The best ones though are panel interviews intended to also measure your fit within the team dynamic.

Go Team Go!

My experience with these has always gone in one of a few ways.

First, a panel of your future co-workers, asking questions which actually relate to your future role and maybe a couple of personality questions sprinkled in. This is pretty good. I enjoy these. If you do these, congratulations, you are doing it right.

The second is when the candidate interviews with far too many people to be relevant or those just asking ‘interview’ questions like ‘if you were a planet, which emotion would your moon be?’ This one is as annoying as it is common.
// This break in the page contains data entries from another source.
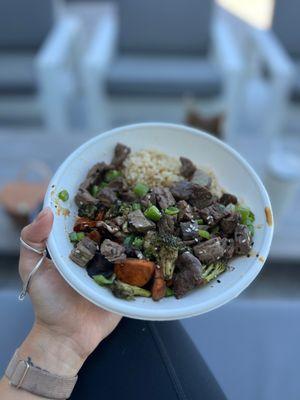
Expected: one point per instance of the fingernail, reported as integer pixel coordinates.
(41, 214)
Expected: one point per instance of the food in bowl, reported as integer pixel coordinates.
(154, 226)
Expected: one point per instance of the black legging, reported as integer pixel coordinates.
(144, 360)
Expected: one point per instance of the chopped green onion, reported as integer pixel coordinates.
(204, 234)
(111, 175)
(102, 281)
(171, 210)
(153, 213)
(169, 292)
(80, 235)
(76, 236)
(128, 240)
(140, 189)
(95, 190)
(73, 237)
(136, 206)
(63, 195)
(138, 243)
(102, 185)
(245, 213)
The last one I experienced is the “Double-Stuffed Conference Room.” This is when you place multiple applicants on one side of a conference room table, a panel of interviewers on the other side, and go through ‘interview’ questions like you are in the lightning round of a cancelled TV game show. It only happened to me once  very early in my career for a help desk/call center role. They had three applicants, five interviewers, and we all got to know each other one afternoon over questions like ‘What is your favorite food?’ and ‘If you could be any animal, what would you be?’

I suppose that afternoon wasn’t an entire waste as I got the job. I ended up declining the offer though as I just couldn’t imagine working with Jared the squirrel-man who preferred burgers to pizza.